Al Filreis, University of Pennsylvania:
The U.S. poet laureateship was established during eras of global hot and then cold wars. Thus it was bound to get caught up in every manner of issue and problem except, even, at times, the poetic! Can one poet’s verse be aptly deemed official? Can a multi-regional, multi-cultural immigrant nation successfully and persuasively choose a single notion of verse to represent it? Does the poet’s characteristic ambivalence toward power ever befit a nationalist honor? Amy Paeth tells the whole fascinating story for the first time here. This book is a triumph of convergent modes of literary and institutional history.
Jed Rasula, author of The American Poetry Wax Museum: Reality Effects, 1940-1990:
Why The American Poet Laureate hasn’t been written until now is perplexing, but Amy Paeth’s enterprising report makes the wait worthwhile. Her diligent archival trawl is put to vivid and informative use throughout, and bringing the story up to the present combines historical perspective with news of the day. This is not just a book, it’s a public service, deftly revealing how “craft” is always also statecraft.
Charles Bernstein, author of Topsy-Turvy:
The American Poet Laureate is a compelling tale of intrigue, clashing nationalist politics, and the forging of what Paeth chillingly calls “state verse culture.” Starting with the amazing tale of Ezra Pound’s Bollingen Prize quickly followed by a detailed account of Robert Frost’s triumphalist inaugural poem, Paeth shows how the state’s investment in poetry often masks the ideological construction of both poetry and America.
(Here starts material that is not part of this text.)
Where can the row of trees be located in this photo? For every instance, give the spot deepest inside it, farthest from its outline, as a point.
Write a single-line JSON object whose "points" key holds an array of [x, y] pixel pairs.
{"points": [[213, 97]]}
Juliana Spahr, author of Du Bois's Telegram: Literary Resistance and State Containment:
Amy Paeth’s book is a study of why poetry is, as T. S. Eliot claimed, so stubbornly national. Focusing on poet laureates, Cold Warriors, cultural diplomats, and inaugural poets, she historicizes and complicates this relationship. It’s the best sort of literary scholarship: smart, surprising, and field-changing.